Julian de Cordova (January 2, 1851 – November 23, 1945) was an American businessman and art collector. He bought the Union Glass Company in 1893, and was its president until its 1924 closure. He donated the land on which the DeCordova Sculpture Park and Museum now stands in Lincoln, Massachusetts.

== Career ==
de Cordova became a successful tea broker, wholesale merchant and investor. He lost his fortune in the financial panic of 1884, but managed to build it back up again.

In 1893, he bought the Union Glass Company in Somerville, Massachusetts. He was its president until 1924, when it closed.

== Personal life ==
Julian de Cordova was born in 1851, to Raphael Joshua de Cordova, a Jamaican merchant, and Fanny Blume Nathan, an Englishwoman. They were wed three years earlier.

He attended Harvard University between 1880 and 1882.

In 1876, de Cordova married Mary Elizabeth Dana, with whom he had one child: Julian Dana de Cordova, who was born on Christmas Day 1877.

The family summered in Lincoln, Massachusetts, where in 1910 they remodeled their home of twenty-seven years to resemble a European castle.

In 1930, de Cordova donated his home and 22 acre of land to the Town of Lincoln on the condition that a museum be founded upon his death. Although his collection of paintings was substantial, they were not altogether valuable. Their sale did help fund today's DeCordova Sculpture Park and Museum, however.

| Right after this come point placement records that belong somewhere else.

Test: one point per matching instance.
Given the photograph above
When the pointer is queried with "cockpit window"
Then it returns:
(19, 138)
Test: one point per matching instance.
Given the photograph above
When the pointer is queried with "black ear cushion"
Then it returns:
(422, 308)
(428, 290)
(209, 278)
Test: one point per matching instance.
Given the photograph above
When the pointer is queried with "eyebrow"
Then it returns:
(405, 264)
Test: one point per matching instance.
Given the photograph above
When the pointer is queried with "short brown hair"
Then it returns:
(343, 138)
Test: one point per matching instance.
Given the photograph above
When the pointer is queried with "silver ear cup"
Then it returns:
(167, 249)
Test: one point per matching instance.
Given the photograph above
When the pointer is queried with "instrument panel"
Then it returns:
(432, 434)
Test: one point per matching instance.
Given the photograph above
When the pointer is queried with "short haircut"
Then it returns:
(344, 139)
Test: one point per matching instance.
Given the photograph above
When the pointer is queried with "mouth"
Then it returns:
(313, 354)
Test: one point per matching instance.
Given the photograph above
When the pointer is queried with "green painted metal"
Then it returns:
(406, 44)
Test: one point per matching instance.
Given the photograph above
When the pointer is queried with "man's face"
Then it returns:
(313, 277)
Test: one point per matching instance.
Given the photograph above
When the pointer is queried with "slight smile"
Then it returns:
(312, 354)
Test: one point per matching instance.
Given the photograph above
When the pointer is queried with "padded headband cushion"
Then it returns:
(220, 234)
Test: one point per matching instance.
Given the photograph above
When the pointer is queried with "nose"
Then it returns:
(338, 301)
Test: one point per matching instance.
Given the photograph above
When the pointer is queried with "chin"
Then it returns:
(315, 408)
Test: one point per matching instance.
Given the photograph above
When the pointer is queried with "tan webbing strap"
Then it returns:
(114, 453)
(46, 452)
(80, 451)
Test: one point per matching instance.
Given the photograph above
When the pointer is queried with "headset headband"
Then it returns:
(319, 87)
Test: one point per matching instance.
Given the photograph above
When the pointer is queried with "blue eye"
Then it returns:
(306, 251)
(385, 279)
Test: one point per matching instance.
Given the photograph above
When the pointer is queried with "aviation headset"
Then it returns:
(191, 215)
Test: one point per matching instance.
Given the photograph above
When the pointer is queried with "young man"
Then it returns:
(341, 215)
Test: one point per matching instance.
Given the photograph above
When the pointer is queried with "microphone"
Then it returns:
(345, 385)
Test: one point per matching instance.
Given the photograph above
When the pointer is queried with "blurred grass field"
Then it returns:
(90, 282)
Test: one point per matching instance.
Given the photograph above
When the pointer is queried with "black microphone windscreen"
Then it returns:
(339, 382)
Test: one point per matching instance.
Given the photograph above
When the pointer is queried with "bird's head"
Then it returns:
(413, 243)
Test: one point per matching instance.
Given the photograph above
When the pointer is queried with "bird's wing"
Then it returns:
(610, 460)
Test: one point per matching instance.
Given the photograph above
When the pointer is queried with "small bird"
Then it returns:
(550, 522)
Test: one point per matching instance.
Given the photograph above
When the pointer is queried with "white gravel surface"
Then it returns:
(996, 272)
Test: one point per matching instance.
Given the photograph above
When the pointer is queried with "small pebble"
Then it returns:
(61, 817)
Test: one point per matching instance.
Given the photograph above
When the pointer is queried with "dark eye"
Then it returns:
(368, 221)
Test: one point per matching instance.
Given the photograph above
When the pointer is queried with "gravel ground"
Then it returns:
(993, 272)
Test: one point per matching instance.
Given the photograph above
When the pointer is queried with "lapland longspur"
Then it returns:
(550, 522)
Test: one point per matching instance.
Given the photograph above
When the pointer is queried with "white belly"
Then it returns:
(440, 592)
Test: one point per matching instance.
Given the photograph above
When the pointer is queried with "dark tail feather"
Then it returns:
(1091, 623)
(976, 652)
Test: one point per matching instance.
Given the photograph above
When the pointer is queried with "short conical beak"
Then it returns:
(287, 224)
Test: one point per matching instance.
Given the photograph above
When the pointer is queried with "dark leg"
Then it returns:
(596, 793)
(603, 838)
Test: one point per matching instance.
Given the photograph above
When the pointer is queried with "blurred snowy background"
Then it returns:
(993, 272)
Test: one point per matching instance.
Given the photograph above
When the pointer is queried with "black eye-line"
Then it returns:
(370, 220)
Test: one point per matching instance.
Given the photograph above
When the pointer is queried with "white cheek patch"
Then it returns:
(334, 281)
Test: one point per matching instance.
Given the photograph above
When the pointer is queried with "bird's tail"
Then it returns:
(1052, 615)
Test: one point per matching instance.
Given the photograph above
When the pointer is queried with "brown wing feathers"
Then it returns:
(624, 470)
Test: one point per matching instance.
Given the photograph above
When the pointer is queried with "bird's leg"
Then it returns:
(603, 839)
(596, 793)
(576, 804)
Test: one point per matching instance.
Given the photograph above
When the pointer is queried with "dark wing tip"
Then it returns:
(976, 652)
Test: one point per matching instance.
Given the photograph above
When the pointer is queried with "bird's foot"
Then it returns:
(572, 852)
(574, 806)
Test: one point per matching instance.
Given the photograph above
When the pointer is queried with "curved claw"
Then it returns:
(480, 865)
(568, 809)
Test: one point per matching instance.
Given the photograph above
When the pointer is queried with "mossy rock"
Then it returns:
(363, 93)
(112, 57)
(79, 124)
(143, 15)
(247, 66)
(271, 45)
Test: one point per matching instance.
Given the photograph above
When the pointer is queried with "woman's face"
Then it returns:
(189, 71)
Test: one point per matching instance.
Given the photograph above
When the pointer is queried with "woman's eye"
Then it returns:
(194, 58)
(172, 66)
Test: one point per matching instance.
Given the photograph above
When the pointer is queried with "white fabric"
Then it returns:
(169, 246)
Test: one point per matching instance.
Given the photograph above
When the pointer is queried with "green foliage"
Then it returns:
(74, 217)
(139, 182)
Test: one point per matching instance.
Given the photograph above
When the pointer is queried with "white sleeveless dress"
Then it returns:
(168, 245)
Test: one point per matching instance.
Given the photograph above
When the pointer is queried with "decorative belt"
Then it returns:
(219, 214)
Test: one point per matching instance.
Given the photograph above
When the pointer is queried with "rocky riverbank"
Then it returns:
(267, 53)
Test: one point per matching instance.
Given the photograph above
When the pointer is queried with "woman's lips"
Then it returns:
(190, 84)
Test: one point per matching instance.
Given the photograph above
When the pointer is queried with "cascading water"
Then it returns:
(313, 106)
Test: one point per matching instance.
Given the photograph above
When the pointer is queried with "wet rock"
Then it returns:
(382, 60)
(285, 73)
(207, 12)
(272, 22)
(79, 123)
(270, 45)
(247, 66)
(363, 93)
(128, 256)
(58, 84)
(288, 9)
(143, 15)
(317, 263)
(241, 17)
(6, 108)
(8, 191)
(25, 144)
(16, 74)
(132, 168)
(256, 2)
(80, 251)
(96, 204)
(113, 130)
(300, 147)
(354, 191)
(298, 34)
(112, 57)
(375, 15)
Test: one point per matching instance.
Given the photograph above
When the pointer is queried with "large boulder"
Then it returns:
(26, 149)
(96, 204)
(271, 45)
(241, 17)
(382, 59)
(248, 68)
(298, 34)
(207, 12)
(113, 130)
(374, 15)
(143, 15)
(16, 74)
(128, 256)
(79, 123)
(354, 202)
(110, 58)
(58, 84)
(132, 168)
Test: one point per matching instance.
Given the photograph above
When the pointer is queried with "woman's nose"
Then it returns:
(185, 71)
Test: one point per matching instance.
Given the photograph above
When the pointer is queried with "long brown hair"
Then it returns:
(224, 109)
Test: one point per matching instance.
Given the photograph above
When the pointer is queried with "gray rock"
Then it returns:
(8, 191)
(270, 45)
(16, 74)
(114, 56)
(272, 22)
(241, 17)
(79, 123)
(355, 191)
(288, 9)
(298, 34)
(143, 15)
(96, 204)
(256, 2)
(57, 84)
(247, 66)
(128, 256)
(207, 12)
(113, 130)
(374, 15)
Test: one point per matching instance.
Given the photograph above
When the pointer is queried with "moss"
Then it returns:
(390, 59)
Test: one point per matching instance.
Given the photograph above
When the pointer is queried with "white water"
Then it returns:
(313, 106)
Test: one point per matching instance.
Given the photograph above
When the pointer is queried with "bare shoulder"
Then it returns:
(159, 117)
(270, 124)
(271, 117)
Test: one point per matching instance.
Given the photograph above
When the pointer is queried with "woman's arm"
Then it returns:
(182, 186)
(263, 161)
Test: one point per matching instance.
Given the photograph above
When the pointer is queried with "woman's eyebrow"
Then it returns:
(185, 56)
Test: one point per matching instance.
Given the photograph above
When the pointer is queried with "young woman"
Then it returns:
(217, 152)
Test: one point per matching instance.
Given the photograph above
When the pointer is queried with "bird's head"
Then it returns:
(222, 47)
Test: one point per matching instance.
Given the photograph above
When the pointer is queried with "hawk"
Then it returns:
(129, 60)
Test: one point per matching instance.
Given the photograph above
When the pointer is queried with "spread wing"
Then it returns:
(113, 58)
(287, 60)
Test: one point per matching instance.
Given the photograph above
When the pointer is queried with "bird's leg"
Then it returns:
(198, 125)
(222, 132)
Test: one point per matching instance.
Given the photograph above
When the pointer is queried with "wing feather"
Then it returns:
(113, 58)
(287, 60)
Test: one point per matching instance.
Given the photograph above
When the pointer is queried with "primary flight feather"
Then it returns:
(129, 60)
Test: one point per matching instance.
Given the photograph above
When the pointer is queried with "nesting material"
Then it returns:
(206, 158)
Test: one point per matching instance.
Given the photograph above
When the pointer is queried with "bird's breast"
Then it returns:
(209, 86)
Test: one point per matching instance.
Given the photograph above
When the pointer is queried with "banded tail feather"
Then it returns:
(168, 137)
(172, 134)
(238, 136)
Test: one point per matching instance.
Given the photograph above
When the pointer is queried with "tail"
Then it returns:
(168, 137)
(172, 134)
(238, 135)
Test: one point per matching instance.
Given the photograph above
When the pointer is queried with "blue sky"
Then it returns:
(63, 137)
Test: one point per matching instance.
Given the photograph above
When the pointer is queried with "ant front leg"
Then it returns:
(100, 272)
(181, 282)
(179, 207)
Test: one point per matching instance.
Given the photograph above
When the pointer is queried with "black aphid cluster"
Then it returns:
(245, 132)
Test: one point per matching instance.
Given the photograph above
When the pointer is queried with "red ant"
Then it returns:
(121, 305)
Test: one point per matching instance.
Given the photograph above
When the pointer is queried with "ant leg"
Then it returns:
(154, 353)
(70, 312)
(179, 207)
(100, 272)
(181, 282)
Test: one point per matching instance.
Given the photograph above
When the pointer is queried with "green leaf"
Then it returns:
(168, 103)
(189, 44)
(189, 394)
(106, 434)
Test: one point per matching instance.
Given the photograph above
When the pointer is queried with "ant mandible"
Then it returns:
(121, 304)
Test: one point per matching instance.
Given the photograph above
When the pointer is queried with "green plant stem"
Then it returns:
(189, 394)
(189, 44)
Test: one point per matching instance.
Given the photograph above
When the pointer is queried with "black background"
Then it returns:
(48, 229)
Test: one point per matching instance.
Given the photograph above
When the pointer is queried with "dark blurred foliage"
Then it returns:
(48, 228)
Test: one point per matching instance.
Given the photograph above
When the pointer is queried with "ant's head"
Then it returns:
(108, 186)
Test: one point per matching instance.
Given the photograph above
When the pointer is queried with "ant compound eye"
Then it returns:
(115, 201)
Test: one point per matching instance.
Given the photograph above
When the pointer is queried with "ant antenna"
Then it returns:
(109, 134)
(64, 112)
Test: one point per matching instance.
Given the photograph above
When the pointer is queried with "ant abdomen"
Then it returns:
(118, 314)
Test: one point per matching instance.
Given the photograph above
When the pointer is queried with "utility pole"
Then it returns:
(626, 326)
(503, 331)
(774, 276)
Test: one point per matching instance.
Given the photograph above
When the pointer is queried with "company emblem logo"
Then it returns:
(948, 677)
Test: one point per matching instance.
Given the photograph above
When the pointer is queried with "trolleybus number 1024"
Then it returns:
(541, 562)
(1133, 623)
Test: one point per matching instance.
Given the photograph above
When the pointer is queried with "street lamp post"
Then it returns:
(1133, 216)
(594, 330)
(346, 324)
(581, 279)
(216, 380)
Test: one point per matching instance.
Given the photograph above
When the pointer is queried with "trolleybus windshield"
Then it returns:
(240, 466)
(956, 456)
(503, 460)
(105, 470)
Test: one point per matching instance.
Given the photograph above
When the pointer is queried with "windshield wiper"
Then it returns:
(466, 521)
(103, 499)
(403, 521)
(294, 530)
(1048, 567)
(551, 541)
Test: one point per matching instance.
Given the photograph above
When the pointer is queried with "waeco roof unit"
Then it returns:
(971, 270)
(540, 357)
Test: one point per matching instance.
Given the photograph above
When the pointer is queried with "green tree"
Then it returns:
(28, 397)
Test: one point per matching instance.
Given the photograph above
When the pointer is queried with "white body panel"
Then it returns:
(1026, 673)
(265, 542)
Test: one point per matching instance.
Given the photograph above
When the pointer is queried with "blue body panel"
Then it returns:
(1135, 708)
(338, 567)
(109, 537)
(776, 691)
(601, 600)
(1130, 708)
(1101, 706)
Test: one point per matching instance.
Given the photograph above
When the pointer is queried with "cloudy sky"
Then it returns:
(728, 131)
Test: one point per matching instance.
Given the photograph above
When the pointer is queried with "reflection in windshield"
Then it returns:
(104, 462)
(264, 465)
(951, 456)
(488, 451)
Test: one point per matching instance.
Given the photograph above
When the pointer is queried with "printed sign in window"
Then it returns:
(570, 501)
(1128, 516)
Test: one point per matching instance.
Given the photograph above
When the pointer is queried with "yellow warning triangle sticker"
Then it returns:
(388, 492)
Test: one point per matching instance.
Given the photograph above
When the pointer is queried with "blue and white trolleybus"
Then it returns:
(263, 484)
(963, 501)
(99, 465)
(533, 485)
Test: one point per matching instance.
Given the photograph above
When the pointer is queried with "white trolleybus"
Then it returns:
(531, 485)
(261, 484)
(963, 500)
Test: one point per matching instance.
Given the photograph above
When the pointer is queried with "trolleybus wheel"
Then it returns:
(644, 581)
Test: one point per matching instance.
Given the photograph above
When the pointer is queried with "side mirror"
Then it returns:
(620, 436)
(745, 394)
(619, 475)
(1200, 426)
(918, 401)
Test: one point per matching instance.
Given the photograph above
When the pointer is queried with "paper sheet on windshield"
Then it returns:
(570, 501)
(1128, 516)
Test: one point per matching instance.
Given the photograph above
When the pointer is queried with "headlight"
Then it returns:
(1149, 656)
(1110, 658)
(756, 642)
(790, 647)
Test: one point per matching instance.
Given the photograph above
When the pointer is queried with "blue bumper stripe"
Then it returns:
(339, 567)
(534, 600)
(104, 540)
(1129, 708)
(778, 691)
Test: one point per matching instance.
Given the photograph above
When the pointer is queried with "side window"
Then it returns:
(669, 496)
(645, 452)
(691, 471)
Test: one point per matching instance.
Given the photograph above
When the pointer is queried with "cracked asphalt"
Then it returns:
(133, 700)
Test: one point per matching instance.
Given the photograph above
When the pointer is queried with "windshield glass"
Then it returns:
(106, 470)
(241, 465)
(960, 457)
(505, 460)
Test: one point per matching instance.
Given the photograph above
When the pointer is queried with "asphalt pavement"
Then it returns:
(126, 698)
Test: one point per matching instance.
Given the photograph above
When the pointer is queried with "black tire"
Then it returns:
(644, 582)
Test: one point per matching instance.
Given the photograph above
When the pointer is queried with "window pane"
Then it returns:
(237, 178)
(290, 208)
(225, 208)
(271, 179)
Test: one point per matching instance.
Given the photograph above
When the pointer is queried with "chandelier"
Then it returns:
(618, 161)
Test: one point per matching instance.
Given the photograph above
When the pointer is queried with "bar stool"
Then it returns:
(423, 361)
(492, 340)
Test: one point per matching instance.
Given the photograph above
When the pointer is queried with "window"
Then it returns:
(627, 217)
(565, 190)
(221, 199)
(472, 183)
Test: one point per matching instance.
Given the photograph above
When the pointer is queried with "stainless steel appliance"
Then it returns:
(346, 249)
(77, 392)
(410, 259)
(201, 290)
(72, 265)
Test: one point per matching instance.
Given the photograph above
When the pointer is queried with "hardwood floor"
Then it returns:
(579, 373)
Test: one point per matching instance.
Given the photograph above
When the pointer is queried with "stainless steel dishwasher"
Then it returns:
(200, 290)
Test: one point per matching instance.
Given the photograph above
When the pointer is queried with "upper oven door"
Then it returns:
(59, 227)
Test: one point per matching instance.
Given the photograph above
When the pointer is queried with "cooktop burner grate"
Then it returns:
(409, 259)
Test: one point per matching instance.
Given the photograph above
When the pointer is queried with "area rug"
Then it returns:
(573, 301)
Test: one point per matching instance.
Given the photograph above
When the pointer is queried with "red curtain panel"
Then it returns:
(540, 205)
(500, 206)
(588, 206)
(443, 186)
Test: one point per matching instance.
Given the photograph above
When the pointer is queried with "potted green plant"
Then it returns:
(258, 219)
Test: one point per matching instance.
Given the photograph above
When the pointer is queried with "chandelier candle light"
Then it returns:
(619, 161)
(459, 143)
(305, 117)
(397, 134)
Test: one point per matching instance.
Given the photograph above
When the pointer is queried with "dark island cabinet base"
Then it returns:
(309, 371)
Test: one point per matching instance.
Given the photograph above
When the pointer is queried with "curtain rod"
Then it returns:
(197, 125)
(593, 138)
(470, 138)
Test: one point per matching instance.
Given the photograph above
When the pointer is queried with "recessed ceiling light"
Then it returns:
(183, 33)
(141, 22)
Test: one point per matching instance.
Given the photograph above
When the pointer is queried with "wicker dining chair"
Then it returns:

de Cordova's cousin was Rudolph de Cordova, the Jamaican-born British writer and actor.

== Death ==
de Cordova died at Ring Sanatorium in Arlington, Massachusetts, in 1945, aged 94. He had been ill for some time. He was interred in Mount Auburn Cemetery in Cambridge, Massachusetts, alongside his wife, who preceded him in death by twenty-three years, and son, who died the year after his mother.